Secara klinis dasar pengobatan pada urtikaria dan angioedema dipercayakan kepada efek
antagonis terhadaphistamin pada reseptor H1, namun efektivitas tersebut berkaitan dengan efek
samping farmakologik yaitu sedasi. Dalam perkembangannya terdapat antihistamin yang baru
terhadap reseptor H1 tetapi nonsedasi, golongan ini disebut sebagai antihistamin non klasik.

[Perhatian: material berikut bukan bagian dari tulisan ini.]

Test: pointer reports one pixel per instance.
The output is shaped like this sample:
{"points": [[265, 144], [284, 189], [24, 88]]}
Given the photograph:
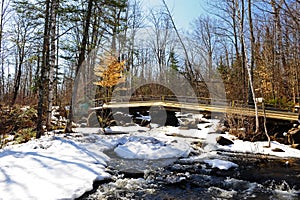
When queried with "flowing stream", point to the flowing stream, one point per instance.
{"points": [[256, 177]]}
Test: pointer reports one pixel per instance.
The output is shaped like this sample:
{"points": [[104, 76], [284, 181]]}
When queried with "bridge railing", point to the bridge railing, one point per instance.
{"points": [[182, 99], [167, 98]]}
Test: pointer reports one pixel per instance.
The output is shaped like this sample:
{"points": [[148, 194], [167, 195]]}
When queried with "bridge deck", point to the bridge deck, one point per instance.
{"points": [[273, 114]]}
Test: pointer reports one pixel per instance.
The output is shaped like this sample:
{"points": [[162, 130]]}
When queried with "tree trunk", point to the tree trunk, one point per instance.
{"points": [[45, 63], [52, 61], [248, 67], [81, 59]]}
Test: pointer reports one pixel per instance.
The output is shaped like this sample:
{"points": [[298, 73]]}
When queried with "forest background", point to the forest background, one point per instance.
{"points": [[43, 45]]}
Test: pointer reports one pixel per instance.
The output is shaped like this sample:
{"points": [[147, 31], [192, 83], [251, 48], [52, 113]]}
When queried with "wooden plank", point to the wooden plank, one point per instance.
{"points": [[203, 107]]}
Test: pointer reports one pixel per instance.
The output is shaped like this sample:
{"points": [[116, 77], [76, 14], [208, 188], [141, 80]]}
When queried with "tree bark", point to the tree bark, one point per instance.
{"points": [[42, 78], [52, 61], [68, 128]]}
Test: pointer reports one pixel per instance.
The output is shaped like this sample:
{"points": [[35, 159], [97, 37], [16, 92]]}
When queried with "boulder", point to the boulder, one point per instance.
{"points": [[223, 141]]}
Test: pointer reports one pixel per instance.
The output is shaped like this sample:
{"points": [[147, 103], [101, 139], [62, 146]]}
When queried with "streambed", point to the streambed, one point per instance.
{"points": [[256, 177]]}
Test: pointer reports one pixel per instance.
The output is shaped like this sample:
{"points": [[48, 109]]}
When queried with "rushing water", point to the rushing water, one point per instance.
{"points": [[257, 177]]}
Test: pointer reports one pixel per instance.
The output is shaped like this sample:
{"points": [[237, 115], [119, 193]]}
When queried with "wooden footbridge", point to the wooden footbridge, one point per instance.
{"points": [[197, 104]]}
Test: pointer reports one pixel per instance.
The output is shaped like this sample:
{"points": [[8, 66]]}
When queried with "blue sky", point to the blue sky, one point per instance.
{"points": [[184, 11]]}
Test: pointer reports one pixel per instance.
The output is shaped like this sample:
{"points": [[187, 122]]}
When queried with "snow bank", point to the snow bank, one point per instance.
{"points": [[260, 148], [139, 147], [221, 164], [50, 168]]}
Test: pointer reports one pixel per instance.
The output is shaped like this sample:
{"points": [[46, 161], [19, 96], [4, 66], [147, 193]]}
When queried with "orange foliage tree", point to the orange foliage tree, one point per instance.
{"points": [[111, 73]]}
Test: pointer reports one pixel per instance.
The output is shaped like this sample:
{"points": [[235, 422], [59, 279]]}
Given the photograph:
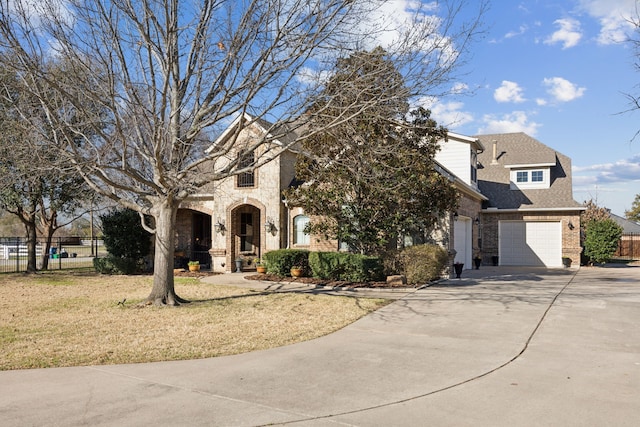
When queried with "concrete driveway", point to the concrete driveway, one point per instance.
{"points": [[499, 347]]}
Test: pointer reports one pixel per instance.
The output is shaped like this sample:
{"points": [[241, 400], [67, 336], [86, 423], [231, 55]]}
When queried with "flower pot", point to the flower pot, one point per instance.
{"points": [[458, 269]]}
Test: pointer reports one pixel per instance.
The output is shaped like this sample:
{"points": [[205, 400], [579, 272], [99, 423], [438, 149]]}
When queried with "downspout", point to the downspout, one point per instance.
{"points": [[288, 216]]}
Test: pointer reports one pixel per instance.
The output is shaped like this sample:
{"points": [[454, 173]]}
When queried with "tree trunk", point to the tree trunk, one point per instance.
{"points": [[163, 292]]}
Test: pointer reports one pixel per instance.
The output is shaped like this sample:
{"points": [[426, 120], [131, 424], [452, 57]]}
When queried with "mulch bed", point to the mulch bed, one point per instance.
{"points": [[305, 280], [320, 282]]}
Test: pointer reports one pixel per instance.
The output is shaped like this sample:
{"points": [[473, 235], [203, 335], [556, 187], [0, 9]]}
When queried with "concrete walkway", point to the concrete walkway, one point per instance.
{"points": [[499, 347]]}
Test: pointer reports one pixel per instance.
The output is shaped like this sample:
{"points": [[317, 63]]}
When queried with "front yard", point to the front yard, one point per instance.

Antihistamin yang klasik dibagi atas enam kelompok :
Tabel Penggolongan Antihistamin
Antihistamin H1
Kelas/nama generik Nama pabrik
1. Etanolamin/difenhidramin Benadryl
2. Etilendiamin/tripelenamin Pyribenzamine
3. Alkilamin/kloferinamid Chlortrimethon
4. Piperazin/siklizin Marezine
5. Fenotiazin/prometazin Phenergan
6. Tambahan hidroksizin hidroklorid
siporepthadin
Atarax
Periactin
Antihistamin H2 Cimetidine
Pada umumnya efek antihistamin telah terlihat dalam waktu 15-30 menit setelah
pemakaian oral dan mencapai puncaknya pada 1-2 jam sedangkan lama kerjanya bervariasi dari
3-6 jam. Tetapi ada juga antihistamin yang waktu kerjanya lebih lama yaitu meklizin dan
klemastin.
Biasanya antihistamin gol AH 1 yang klasik menyebabkan kontraksi otot polos,
vasokontriksi, penurunan permeabilitas kapiler, penekanan sekresi dan penekanan pruritus.

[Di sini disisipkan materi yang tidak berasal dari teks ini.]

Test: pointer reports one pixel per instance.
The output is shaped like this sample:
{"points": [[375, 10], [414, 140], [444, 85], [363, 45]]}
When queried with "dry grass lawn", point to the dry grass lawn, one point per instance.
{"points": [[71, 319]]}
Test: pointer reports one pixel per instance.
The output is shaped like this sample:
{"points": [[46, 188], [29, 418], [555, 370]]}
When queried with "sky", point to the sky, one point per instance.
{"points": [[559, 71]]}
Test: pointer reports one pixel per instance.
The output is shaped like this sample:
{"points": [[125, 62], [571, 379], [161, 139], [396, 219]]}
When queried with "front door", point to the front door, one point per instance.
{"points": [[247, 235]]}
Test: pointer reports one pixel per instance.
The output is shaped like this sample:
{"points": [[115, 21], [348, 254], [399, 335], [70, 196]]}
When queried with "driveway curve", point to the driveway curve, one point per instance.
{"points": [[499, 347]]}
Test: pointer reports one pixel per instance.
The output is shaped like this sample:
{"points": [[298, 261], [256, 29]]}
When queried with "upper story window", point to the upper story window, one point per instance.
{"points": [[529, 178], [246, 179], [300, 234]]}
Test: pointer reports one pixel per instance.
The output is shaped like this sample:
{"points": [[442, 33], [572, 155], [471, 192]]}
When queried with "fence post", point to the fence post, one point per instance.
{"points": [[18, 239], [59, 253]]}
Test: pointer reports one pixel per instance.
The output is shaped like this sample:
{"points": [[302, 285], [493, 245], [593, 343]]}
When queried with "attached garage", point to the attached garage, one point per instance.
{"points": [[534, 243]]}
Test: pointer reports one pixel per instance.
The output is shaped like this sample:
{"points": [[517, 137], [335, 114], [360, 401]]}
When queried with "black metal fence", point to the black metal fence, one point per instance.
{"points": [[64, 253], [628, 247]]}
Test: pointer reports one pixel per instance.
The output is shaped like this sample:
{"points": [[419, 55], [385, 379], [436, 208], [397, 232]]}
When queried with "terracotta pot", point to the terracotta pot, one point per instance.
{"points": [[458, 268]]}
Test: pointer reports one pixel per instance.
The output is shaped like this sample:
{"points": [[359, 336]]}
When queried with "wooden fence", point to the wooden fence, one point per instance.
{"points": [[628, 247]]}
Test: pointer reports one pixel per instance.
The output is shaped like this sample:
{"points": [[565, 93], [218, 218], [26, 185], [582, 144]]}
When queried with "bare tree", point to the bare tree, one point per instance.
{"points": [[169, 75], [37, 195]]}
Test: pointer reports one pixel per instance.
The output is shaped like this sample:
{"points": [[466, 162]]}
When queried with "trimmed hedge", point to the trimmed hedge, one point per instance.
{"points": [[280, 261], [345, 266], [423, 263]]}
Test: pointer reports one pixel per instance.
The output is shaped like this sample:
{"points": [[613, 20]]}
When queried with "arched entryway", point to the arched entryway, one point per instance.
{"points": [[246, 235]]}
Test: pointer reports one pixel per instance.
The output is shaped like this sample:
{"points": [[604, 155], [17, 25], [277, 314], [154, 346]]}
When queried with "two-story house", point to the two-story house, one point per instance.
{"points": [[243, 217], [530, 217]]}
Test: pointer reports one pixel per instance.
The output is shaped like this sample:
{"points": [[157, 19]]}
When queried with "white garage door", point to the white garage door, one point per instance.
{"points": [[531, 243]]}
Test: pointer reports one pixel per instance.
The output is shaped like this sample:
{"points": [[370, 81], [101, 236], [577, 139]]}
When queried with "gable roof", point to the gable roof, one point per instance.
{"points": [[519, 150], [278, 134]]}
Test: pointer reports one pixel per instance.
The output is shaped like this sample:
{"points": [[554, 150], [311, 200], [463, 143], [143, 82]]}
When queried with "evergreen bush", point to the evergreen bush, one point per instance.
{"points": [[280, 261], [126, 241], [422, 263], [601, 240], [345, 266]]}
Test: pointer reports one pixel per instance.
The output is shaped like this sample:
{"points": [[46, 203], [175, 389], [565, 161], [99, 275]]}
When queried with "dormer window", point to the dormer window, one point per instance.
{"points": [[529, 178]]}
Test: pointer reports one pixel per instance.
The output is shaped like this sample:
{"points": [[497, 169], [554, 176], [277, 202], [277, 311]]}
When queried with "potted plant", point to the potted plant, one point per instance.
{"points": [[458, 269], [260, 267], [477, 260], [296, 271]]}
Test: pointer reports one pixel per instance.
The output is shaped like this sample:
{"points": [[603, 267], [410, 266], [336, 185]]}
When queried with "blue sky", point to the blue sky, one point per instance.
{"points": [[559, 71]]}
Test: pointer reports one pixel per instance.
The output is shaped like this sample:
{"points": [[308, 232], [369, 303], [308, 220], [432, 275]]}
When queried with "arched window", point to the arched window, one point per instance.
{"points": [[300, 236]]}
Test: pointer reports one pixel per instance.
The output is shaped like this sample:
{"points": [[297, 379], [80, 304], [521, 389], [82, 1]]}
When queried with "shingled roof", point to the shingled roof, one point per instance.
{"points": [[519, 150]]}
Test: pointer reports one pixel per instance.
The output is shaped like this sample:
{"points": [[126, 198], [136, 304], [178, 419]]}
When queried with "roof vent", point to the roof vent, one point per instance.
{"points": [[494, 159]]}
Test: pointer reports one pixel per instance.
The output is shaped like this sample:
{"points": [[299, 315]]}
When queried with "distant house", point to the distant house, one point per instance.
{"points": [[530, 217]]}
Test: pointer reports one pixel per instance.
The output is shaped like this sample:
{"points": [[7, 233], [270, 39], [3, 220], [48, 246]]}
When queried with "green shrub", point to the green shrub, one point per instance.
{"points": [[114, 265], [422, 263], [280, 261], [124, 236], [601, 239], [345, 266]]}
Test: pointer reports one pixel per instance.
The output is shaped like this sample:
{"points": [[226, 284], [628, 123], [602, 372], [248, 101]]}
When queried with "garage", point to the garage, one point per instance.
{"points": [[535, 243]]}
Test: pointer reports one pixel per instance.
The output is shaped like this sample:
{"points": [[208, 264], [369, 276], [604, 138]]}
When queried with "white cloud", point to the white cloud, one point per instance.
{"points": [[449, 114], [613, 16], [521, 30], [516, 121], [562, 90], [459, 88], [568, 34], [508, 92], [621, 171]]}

Selain ini efekterdapat pula efek yang tidak berhubungan dengan antagonis reseptor H1 yaitu
efek antikolinergik atau menghambat reseptor alfa adrenergic.

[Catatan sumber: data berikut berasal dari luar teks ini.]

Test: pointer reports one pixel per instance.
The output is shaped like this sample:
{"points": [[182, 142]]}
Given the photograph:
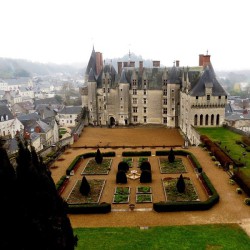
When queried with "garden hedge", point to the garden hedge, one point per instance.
{"points": [[101, 208], [190, 205], [85, 156], [136, 153]]}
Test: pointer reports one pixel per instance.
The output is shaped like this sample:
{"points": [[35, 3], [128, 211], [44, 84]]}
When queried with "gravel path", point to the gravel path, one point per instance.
{"points": [[230, 209]]}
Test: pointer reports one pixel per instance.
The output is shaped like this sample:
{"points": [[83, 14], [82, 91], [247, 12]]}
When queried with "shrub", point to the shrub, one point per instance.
{"points": [[137, 153], [180, 185], [145, 165], [146, 176], [85, 187], [121, 177], [246, 140], [98, 157], [123, 166], [248, 148], [247, 201], [171, 156]]}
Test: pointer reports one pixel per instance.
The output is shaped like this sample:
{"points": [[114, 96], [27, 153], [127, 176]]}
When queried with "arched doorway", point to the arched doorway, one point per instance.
{"points": [[112, 121]]}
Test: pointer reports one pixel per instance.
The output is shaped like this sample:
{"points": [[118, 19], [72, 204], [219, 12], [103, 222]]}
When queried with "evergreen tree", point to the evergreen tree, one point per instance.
{"points": [[123, 166], [98, 157], [121, 177], [85, 187], [145, 165], [36, 213], [146, 176], [180, 185], [171, 156]]}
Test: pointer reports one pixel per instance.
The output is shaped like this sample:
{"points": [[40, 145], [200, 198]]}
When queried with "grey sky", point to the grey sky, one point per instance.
{"points": [[64, 31]]}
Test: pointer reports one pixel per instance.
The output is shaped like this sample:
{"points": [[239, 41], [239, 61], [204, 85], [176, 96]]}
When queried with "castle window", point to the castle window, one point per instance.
{"points": [[195, 120], [212, 119], [135, 109], [134, 100], [217, 120], [206, 120], [201, 120]]}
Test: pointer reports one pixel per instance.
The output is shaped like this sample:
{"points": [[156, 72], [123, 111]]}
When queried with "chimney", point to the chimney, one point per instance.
{"points": [[132, 64], [156, 63], [99, 62], [141, 67], [204, 60], [119, 66]]}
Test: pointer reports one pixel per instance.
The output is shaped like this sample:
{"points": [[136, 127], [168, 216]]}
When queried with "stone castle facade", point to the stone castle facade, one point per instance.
{"points": [[172, 96]]}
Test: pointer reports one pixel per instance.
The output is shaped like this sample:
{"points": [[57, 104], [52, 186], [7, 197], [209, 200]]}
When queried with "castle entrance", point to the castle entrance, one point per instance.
{"points": [[112, 121]]}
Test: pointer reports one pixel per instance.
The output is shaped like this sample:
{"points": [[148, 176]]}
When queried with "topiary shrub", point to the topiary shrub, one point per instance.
{"points": [[121, 177], [145, 165], [171, 156], [98, 157], [180, 185], [85, 187], [123, 166], [146, 176]]}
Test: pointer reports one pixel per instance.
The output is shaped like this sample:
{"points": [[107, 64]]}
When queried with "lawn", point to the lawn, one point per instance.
{"points": [[173, 237], [227, 139]]}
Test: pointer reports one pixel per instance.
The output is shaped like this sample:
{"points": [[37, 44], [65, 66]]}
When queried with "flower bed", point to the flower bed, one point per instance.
{"points": [[122, 190], [128, 160], [172, 194], [142, 159], [143, 198], [121, 198], [175, 167], [93, 168], [96, 188], [144, 190]]}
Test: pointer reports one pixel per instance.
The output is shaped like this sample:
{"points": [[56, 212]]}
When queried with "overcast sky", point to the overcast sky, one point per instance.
{"points": [[64, 31]]}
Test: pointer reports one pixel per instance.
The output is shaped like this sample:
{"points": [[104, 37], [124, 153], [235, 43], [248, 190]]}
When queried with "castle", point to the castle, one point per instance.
{"points": [[172, 96]]}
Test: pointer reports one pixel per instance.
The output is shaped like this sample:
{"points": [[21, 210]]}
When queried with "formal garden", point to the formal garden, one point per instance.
{"points": [[178, 187]]}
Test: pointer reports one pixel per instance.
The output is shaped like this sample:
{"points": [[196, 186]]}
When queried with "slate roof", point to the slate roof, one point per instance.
{"points": [[92, 63], [174, 75], [32, 116], [71, 110], [4, 111], [91, 76], [207, 79]]}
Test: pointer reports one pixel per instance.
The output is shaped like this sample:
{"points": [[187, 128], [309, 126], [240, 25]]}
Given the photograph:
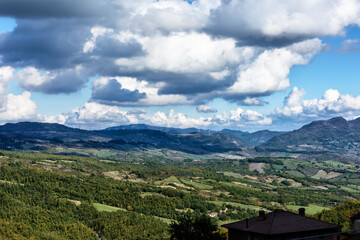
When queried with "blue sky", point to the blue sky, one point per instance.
{"points": [[206, 64]]}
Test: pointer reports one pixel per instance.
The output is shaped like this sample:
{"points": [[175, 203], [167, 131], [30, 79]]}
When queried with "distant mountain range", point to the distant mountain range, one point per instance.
{"points": [[38, 136], [335, 136]]}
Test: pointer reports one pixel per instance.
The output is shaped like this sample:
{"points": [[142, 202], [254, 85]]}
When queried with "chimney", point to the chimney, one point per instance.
{"points": [[302, 212], [262, 214]]}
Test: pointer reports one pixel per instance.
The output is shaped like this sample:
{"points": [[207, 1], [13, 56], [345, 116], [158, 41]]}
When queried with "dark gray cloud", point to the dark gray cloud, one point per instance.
{"points": [[112, 93], [55, 8], [112, 48]]}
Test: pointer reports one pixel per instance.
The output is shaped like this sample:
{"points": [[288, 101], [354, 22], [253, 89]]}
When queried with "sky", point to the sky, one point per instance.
{"points": [[211, 64]]}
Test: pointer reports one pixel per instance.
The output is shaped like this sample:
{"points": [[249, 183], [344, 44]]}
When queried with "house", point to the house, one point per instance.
{"points": [[281, 225]]}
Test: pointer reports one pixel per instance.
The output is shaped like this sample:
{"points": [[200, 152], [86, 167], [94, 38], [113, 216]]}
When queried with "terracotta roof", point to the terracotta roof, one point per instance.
{"points": [[280, 222]]}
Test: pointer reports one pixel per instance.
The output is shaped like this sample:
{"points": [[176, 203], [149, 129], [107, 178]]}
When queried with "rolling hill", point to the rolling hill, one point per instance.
{"points": [[335, 136]]}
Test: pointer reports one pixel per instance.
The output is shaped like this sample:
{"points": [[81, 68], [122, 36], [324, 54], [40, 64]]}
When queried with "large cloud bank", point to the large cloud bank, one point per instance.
{"points": [[155, 53]]}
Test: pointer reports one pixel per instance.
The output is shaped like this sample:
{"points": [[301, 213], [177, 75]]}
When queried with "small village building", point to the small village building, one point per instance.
{"points": [[281, 225]]}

Antihistamin H1 yang non klasik contohnya terfenadin, atemizol, loratadin dan
mequitazin. Golongan ini diabsorbsi lebih cepat dan mencapai kadar puncak dalam waktu 1-4
jam. Masa awitan lebih lambat dan mencapai efek maksimal dalam waktu 4 jam (misalnya
terfenadin) sedangkan astemazol dalam waktu 96 jam setelah pemberian oral. Efektivitas
berlangsung lama dibandingkan dengan AH1 yang klasik bahkan astemizol masih efektif 21
hari setelah pemberian dosis tunggal secara oral. Golongan ini juga dikenal sehari-hari sebagai
antihistamin yang long acting.
Keunggulan lain AH1 non klasik adalah tidak mempunyai efek sedasi karena tidak dapat
menembus sawar darah otak. Disamping itu, golongan ini tidak memberikan efek
antikolinergik, tidak menimbulkan potensiasi dengan alkohol dan tidak terdapat penekanan pda
SSP serta relative non toksik.
Bila pengobatan dengan satu jenis antihistamin gagal hendaknya dipergunakan
antihistamin grup lain. Hdroksizin ternyata lebih efektif daripada antihistamin lain untuk
mencegah urtikaria, dermografisme dan urtikaria anti kolinergik. Pengobatan dengan obat beta
adrenergic ternyata lebih efektif untuk urtikaria yang kronik. Pemberian kortikosteroid sistemik
diperlukan pada urtikaria yang akut dan berat tetapi tidak banyak manfaatnya pada urtikaria
kronik.
Pengobatan dengan anti-enzim misalnya antiplasmin dimaksudkan untuk menekan
aktivasi plasmin yang timbul pada perubahan reaksi antigen antibodi. Preparat yang digunakan
adalah ipsilon. Obat lain ialah trasilol hasilnya 44 % memuaskan.
Pengobatan dengan cara desensitasi misalnya dilakukan pada urtikaria dingin dengan
melakukan sensitisasi pada air pada suhu 10oC (1-2 menit)2 kali sehari selama 2 minggu. Pada
alergi debu, serbuk sari bunga dan jamuir, desensitasi mula-mula dengan allergen dosis kecil 1
minggu 2x dosis dinaikan dan dijarangkan perlahan-lahan sampai batas yang dapat ditoleransi
oleh penderita. Eliminasi diet dicobakan pada yang sensitive terhadap makanan.
Pengobatan lokal di kulit dapat diberikan secara simtomatik misalnya anti pruritus di
dalam bedak atau bedak kocok.
Prognosis
Urtikaria akut prognosisnya lebih baik karena penyebabnya cepat dan dapat diatasi,
urtikaria kronik lebih sulit diatasi karena penyebabnya sulit dicari.